Podíamos ter agora, para responder a essa pergunta, uma abordagem mais sistémica ou uma abordagem mais de contingência face a esta situação, e se calhar vou começar por aqui. Eu acho que se devia, em primeiro lugar, ter agido com determinação ao nível dos preços dos fatores de produção, nomeadamente, por exemplo, na questão da energia com a fixação de preços. Provavelmente, se se tivesse arranjado também maneiras de concentrar a oferta, ou seja, do governo tomar em mãos assegurar o fornecimento de determinadas matérias-primas essenciais como os cereais, podia ter-se obtido preços mais baixos também para os produtores. 

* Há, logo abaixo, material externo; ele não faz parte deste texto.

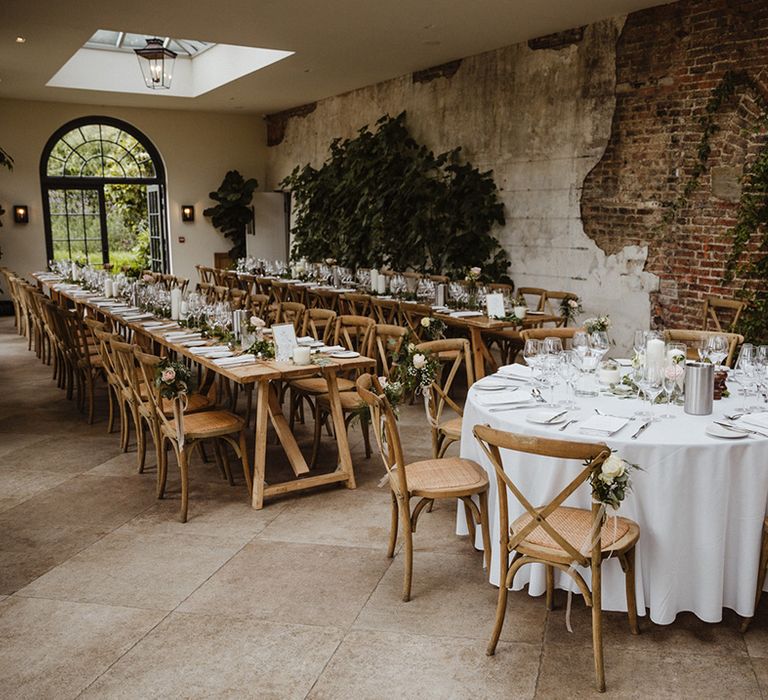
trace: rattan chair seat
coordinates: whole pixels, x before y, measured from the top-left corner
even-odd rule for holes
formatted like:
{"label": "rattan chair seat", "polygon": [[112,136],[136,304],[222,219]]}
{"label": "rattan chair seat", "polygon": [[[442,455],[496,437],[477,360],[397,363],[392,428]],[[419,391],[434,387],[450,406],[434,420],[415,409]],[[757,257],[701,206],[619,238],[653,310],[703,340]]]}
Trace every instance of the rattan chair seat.
{"label": "rattan chair seat", "polygon": [[459,457],[425,459],[405,467],[408,491],[421,498],[471,496],[488,488],[488,474],[477,462]]}
{"label": "rattan chair seat", "polygon": [[[176,420],[171,421],[174,430]],[[245,421],[227,411],[202,411],[201,413],[184,414],[184,435],[187,438],[209,438],[217,435],[237,433],[242,430]]]}
{"label": "rattan chair seat", "polygon": [[[354,391],[355,383],[351,379],[337,377],[336,383],[339,391]],[[306,379],[293,379],[288,382],[291,389],[303,394],[325,394],[328,391],[328,382],[325,377],[307,377]]]}
{"label": "rattan chair seat", "polygon": [[[524,513],[512,523],[510,532],[512,535],[520,532],[530,521],[530,513]],[[587,549],[591,547],[591,511],[583,508],[560,506],[547,516],[547,523],[568,542],[582,543],[582,547]],[[639,535],[640,529],[633,521],[618,516],[614,520],[614,517],[610,516],[600,531],[600,546],[604,552],[623,551],[634,545]],[[525,554],[534,554],[534,550],[546,550],[550,556],[554,552],[568,556],[565,550],[542,527],[537,527],[530,532],[516,549]]]}

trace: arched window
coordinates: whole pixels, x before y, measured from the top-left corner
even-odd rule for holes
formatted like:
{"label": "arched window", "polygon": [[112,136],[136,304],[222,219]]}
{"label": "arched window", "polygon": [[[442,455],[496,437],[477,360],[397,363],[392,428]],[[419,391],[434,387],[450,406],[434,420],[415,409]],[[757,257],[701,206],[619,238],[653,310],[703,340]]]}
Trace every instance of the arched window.
{"label": "arched window", "polygon": [[168,271],[165,171],[133,126],[111,117],[65,124],[43,149],[40,182],[48,259]]}

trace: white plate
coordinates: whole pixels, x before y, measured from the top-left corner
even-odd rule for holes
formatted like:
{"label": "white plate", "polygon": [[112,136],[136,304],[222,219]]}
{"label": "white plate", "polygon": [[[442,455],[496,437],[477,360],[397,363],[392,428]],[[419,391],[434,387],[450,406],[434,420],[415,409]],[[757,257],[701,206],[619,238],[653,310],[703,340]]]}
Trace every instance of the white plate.
{"label": "white plate", "polygon": [[722,437],[727,438],[728,440],[738,440],[739,438],[748,437],[748,433],[739,433],[735,430],[728,430],[728,428],[723,428],[721,425],[715,425],[714,423],[710,423],[704,432],[712,437]]}
{"label": "white plate", "polygon": [[558,423],[562,423],[566,418],[568,418],[568,414],[563,413],[563,415],[559,418],[556,418],[555,420],[549,420],[556,413],[558,413],[558,411],[555,410],[534,411],[533,413],[526,415],[525,420],[527,420],[529,423],[538,423],[539,425],[557,425]]}

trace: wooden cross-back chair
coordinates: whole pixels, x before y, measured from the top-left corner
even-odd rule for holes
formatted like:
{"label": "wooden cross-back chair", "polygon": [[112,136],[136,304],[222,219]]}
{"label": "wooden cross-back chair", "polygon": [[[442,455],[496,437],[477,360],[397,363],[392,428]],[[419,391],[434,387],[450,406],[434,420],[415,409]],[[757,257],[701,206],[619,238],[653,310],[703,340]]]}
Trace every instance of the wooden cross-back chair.
{"label": "wooden cross-back chair", "polygon": [[746,301],[706,297],[703,310],[703,330],[725,331],[732,333],[747,307]]}
{"label": "wooden cross-back chair", "polygon": [[147,387],[149,405],[152,410],[152,420],[157,442],[157,497],[165,495],[165,485],[168,475],[167,445],[171,444],[176,454],[176,461],[181,474],[181,506],[179,520],[187,522],[189,508],[189,462],[192,451],[205,441],[213,442],[217,462],[223,468],[230,484],[233,483],[232,472],[229,468],[229,458],[226,443],[232,447],[240,459],[243,476],[250,495],[253,484],[248,452],[245,442],[245,421],[229,411],[211,410],[196,413],[185,413],[184,399],[171,400],[171,415],[164,410],[160,388],[155,385],[155,372],[160,358],[141,352],[134,347],[136,360],[139,363],[143,383]]}
{"label": "wooden cross-back chair", "polygon": [[373,331],[371,355],[376,360],[376,374],[389,377],[392,371],[392,356],[400,350],[408,330],[402,326],[377,323]]}
{"label": "wooden cross-back chair", "polygon": [[[465,338],[449,338],[447,340],[430,340],[419,343],[416,352],[426,352],[436,357],[450,357],[445,362],[443,371],[436,376],[429,387],[428,418],[432,429],[432,456],[440,459],[448,447],[461,439],[461,421],[464,409],[450,396],[454,382],[464,368],[467,388],[475,382],[472,366],[472,351],[469,341]],[[445,409],[449,408],[458,415],[448,420],[443,419]]]}
{"label": "wooden cross-back chair", "polygon": [[[491,539],[488,529],[488,475],[485,470],[476,462],[458,457],[406,464],[397,420],[379,380],[370,374],[361,375],[357,380],[357,393],[368,406],[376,443],[389,477],[392,511],[387,556],[392,558],[395,555],[398,529],[404,540],[403,600],[411,598],[413,533],[416,532],[419,516],[435,500],[459,499],[463,503],[470,544],[474,546],[477,524],[482,531],[485,564],[489,566]],[[477,498],[477,503],[474,498]],[[411,499],[418,499],[413,508]]]}
{"label": "wooden cross-back chair", "polygon": [[[499,499],[499,536],[501,544],[501,573],[499,598],[491,640],[487,653],[493,655],[504,625],[507,593],[515,574],[527,564],[543,564],[547,579],[547,608],[554,600],[554,569],[563,571],[578,586],[588,606],[592,607],[592,644],[595,660],[595,680],[600,692],[605,690],[603,664],[601,573],[604,559],[615,556],[624,571],[627,595],[627,616],[632,634],[638,634],[637,602],[635,600],[635,544],[640,537],[637,523],[616,516],[605,522],[604,509],[598,503],[591,510],[563,506],[565,500],[583,484],[588,484],[593,469],[599,469],[610,457],[611,450],[602,443],[568,442],[537,438],[496,430],[485,425],[473,429],[481,449],[496,473]],[[579,460],[582,468],[560,493],[544,505],[532,504],[505,471],[501,450],[552,460]],[[584,462],[590,463],[584,466]],[[544,468],[543,466],[540,468]],[[552,468],[560,468],[552,462]],[[513,471],[513,470],[510,470]],[[514,495],[525,511],[510,523],[507,492]],[[599,536],[598,536],[599,533]],[[510,556],[512,561],[510,562]],[[575,566],[590,569],[592,590]]]}
{"label": "wooden cross-back chair", "polygon": [[339,301],[345,314],[350,316],[371,315],[371,297],[368,294],[342,294]]}
{"label": "wooden cross-back chair", "polygon": [[400,325],[400,302],[396,299],[381,299],[371,297],[371,316],[376,323],[385,323],[391,326]]}
{"label": "wooden cross-back chair", "polygon": [[267,294],[251,294],[248,297],[251,316],[258,316],[265,323],[269,322],[269,296]]}
{"label": "wooden cross-back chair", "polygon": [[563,341],[563,349],[569,350],[568,341],[573,340],[576,333],[585,332],[584,328],[526,328],[520,331],[520,339],[525,343],[526,340],[544,340],[545,338],[560,338]]}
{"label": "wooden cross-back chair", "polygon": [[275,323],[292,323],[298,333],[307,307],[295,301],[281,301],[275,311]]}
{"label": "wooden cross-back chair", "polygon": [[728,340],[728,355],[723,364],[728,367],[733,366],[736,358],[736,349],[744,342],[744,336],[738,333],[724,333],[721,331],[691,331],[683,328],[668,328],[664,331],[664,338],[668,342],[685,343],[686,358],[689,360],[698,360],[699,353],[696,346],[703,338],[711,338],[713,335],[725,336]]}
{"label": "wooden cross-back chair", "polygon": [[307,304],[313,309],[339,310],[339,294],[330,289],[307,290]]}
{"label": "wooden cross-back chair", "polygon": [[307,309],[304,312],[304,322],[301,328],[303,336],[312,336],[326,345],[333,340],[336,326],[336,312],[330,309]]}
{"label": "wooden cross-back chair", "polygon": [[429,304],[414,304],[403,302],[400,305],[400,313],[403,316],[403,323],[410,328],[419,340],[423,339],[424,328],[421,326],[421,319],[432,315],[432,307]]}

Mesmo do ponto de vista dos preços ao consumidor, poderia e deveria ter havido intervenção em bens essenciais, bem para lá da questão do IVA zero. E isso, no nosso entender, era possível. O governo podia, e devia tê-lo feito, e optou por transferir a cobrança de impostos para os lucros da grande distribuição porque foi isto que acabou por fazer. 
Há uma coisa que nós vimos também reclamando, e que já está em vigor em Espanha, com muitos engulhos, é verdade, mas está, que é a lei da cadeia alimentar que proíbe a venda com prejuízos ao longo de todos os elos da cadeia, desde a produção ao consumo. Isto significa uma salvaguarda para os produtores. 
Os agricultores estão entalados entre dois setores com um grande poder. Um é o da grande distribuição que esmaga os preços e o outro é o dos seus fornecedores e produtores de fatores de produção, nomeadamente, energia, combustíveis, fertilizantes, fitofármacos, sementes, etc.